Software Design Patterns

Reading time ~1 minute

General info

Theory to practice ratio: 95% practice
Duration: 3 days

Goal

Most developers know design patterns, but don’t use them. This training is design to change this by:

  • Being 100% hands down.
  • Attendees get to know the patterns by refactoring sample code using SOLID principles. This way they understand it instead of just knowing it.
  • Each pattern is discussed based on the work done by one of the attendees.
  • Exercises are designed so that attendees see the pitfalls of each pattern.
  • Presenting design patterns in a modern take. They are more than 20 years old by now.
  • Attendees learn how to refactor existing code, not only to apply it in greenfield projects.

Program

  1. SOLID is the basis for understanding design patterns Without understanding SOLID principles, design patterns are just a definition.
  2. Design patterns as recipes to testable code
    1. Factory and Abstract Factory design patterns - basic, but still misunderstood and misused pattern.
    2. Builder design pattern - how it is different from a state machine and how beneficial it is in tests.
    3. Strategy design pattern - separating object responsibilities leads to smaller and cleaner classes.
    4. Object pool - understanding the most basic patterns for IO communication.
    5. State Machine design pattern - rethinking code habits with OOP principles leads to readable and trivial to test code
    6. Rules design pattern - moving from nested ifs to clean, readable and testable code.
    7. Chain of responsibility design pattern - key pattern to understand most UI frameworks.
    8. Singleton design pattern - refreshed, and proper usage of one of the most common design patterns.
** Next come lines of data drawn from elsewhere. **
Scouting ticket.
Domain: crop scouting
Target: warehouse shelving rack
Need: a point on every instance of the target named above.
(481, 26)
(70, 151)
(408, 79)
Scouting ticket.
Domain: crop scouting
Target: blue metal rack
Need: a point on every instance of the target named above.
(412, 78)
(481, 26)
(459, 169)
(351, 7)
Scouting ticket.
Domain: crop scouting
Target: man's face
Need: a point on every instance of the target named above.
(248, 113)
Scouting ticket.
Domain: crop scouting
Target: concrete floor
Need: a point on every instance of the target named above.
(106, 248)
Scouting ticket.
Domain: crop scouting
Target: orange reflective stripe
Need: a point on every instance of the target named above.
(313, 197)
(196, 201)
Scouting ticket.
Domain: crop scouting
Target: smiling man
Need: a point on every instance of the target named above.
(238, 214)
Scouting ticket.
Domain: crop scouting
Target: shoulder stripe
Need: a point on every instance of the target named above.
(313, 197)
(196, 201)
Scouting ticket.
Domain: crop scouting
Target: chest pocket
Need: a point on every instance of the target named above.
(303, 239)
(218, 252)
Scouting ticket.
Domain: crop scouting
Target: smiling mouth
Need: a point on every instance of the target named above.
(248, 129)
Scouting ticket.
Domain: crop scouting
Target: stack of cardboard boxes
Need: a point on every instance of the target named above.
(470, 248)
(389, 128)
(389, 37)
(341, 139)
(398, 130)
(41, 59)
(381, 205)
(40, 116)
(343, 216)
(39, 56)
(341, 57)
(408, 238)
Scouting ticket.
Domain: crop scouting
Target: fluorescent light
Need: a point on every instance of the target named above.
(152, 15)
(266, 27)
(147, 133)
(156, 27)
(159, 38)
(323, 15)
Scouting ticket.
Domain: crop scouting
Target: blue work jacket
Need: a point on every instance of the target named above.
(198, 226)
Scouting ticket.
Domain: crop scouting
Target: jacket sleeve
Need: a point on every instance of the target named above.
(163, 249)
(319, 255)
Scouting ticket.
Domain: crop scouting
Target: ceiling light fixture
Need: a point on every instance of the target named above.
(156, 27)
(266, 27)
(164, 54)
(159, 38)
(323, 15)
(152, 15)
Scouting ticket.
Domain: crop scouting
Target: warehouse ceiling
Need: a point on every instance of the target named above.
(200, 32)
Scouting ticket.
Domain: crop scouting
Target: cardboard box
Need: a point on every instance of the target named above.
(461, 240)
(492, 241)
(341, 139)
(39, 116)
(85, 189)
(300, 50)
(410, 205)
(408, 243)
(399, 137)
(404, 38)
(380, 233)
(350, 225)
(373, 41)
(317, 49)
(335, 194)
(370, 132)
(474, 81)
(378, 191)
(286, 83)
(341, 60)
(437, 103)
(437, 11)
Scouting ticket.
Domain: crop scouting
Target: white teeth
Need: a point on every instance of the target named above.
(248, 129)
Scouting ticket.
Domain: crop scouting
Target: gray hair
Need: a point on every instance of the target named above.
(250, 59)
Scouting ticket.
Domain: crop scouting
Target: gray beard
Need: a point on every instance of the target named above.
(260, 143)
We also measure different implementations with Benchmark.net to remove any performance myths.
    9. Observable design pattern - a very powerful pattern, especially when used with reactive programming and Reactive Extensions.
    10. Command and mediator design patterns - the key to understand event architecture
    11. Decorator design pattern - add responsibilities to objects dynamically
    12. Visitor design pattern - without change define a new operation to a class
    13. Context - not an official design pattern, but a construct used in C# and .net.

Materials

After the training all attendees get a before and after zip package with all excercises done during the workshop.